Charles Ronsac : On ne se lasse pas d'aimer ( Ed. robert Laffont-1992 )

Max gallo a été le seul à exprimer cette idée que d'autres ont certainement eue en pensant à toi : « Elle sait qu'elle est une charge pour vous. » Il te connaissait depuis plusieurs années pour êtrre venu nous voir dans le Lot avec sa femme, Tina, et nous avoir rencontrés maintes fois près de Fontainebleau dans une auberge des bords de la Seine. D'après Max, c'est donc aussi par amour que tu voulais te suprimer. Mais ne pouvais-je invoquer l'amour pour t'en empêcher ?

Ce soir-là, resté seul auprès de toi, je t'ai rassurée : on ne te fera pas souffrir, on te laissera mourir en paix. Je suis sûr que si tu avais pu sourire tu l'aurais fait car c'est cette mort-là que tu souhaitais et moi seul t'ai empêchée de la recevoir plus tôt. Trop tôt à mon gré...

J'avais décidé qu'on te parlerait, aussi longtemps que possible. C'est moi qui ai commencé. Je t'ai racontée, je t'ai racontée notre vie, notre amour, notre bonheur, nos enfants, nos petits-enfants. J'ai révélé, c'était plus fort que moi, ce que nous leur avions caché et dont j'ai repris l'essentiel dans ce récit qui s'achève. J'ai parlé pendant une bonne heure, et, quand l'émotion m'obligeait à m'arrêter pour aller pleurer tranquillement dans le couloir, je demandais à nos enfants et à nos petits-enfants de me remplacer. Tel un commandant de navire en détresse, je criais : « Parlez-lui, parlez-lui ! » Tout le monde pleurait mais presque tout le monde parlait. J'entends encore Martine raconter les premières vacances de ses enfants à Toirac et comment pour leurs jeux et leurs premières lectures tu t'es retrouvée à la maternelle...
Ta main droite que je prenais parfois sous les draps était molle, moite, mais toujours vivante. Toi, les yeux grands ouverts, tu étais haletante, mais, j'en suis certain - et les enfants aussi -, tu nous écoutais et même si tu ne pouvais pas suivre absolument tout ce qu'on disait tu savais qui te parlait, et pourquoi on te parlait, au rythme de ta respiration saccadée.
De 13 h 30 à 15 h 30, nous avons vécu deux heures bouleversantes, mais, aussi, merveilleuses, pour toi comme pour nous. Je plains ceux et celles qui disparaissent dans la solitude et dans la nuit. Je plains encore plus leurs familles...
Ensuite tu es entrée dans le coma final. Je n'ai plus senti ta main qui se refroidissait. A 17 h 25, paisiblement, tu nous a fait entendre ton dernier soupir. Quand nous t'avons revue, peu après, la bouche et les yeux fermés, un bandeau entourant ton front, je n'ai pu m'empêcher, moi l'incroyant, de dire aux miens :
« Elle est belle, on dirait une sainte. »

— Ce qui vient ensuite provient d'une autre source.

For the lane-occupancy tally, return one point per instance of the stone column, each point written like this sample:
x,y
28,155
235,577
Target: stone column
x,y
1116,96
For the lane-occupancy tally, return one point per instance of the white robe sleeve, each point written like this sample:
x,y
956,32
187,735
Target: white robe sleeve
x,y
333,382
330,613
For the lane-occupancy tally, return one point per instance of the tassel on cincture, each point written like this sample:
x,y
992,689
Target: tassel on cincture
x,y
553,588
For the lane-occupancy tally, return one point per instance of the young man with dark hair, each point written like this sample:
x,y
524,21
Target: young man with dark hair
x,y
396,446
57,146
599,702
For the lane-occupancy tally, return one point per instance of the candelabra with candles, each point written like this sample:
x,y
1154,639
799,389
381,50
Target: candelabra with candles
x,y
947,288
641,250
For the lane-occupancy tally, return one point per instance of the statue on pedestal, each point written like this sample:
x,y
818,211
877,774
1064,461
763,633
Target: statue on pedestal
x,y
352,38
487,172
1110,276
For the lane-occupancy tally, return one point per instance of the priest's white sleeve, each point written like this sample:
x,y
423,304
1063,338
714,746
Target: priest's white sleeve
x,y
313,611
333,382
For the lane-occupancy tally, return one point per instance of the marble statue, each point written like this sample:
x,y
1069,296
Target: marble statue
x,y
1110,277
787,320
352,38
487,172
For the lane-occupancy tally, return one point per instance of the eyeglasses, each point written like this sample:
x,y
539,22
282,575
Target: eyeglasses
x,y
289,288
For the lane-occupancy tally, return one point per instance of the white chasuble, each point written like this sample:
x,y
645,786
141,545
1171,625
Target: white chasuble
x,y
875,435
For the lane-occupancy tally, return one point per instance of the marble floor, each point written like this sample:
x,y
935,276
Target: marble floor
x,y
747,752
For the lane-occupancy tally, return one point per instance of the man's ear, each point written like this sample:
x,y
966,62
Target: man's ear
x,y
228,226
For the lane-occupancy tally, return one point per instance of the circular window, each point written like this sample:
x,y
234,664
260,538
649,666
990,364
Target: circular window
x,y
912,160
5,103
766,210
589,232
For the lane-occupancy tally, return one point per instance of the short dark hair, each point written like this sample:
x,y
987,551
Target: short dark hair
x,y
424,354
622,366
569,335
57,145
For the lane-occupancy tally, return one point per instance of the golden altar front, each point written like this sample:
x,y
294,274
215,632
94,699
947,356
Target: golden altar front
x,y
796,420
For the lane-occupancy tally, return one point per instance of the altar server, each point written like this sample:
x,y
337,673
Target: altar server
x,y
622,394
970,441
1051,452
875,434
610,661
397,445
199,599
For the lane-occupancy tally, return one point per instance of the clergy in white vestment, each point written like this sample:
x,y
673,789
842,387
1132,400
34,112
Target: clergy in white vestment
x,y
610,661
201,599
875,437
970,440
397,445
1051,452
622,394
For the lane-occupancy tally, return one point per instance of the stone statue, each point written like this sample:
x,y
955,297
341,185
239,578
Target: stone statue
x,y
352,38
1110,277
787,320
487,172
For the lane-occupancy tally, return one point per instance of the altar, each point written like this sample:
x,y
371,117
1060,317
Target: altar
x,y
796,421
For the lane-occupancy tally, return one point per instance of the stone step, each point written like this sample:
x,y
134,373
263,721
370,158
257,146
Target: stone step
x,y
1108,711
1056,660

A Paris, j'avais demandé à Annie de commander pour la placer sur ton cercueil, une gerbe dominée par soixante grosses roses rouges, rouges en souvenir de notre jeunesse ardente, rouges parce que, malgré tout ce que nous pensions des gauches officielles, nous sommes, toi et moi, restés ancrés à gauche... J'avais fait inscrire sur le ruban : « A Marthe, pour nos soixante anées de bonheur. » A Toirac, quand le cercueil fut en terre, j'ai demandé que chacun des parents et amis qui étaient venus t'accompagner jetât sur toi une de ces soixante grosses roses rouges, pour que nos soixante anées de bonheur soient enfouies dans la mémoire collective de ton village.
Pour m'épargner de trop fortes émotions, Annie n'a pas voulu que j'entre dans la maison. Mais en la regardant, j'ai décidé, le temps d'un éclair, pour que les enfants et petits-enfants restent attachés à cette demeure de leur mère et grand-mère, de la réaménager dès ce printemps, afin de la rendre plus spacieuse, plus claire, plus confortable. Ainsi, on gardera Toirac vivant, en pensant à toi.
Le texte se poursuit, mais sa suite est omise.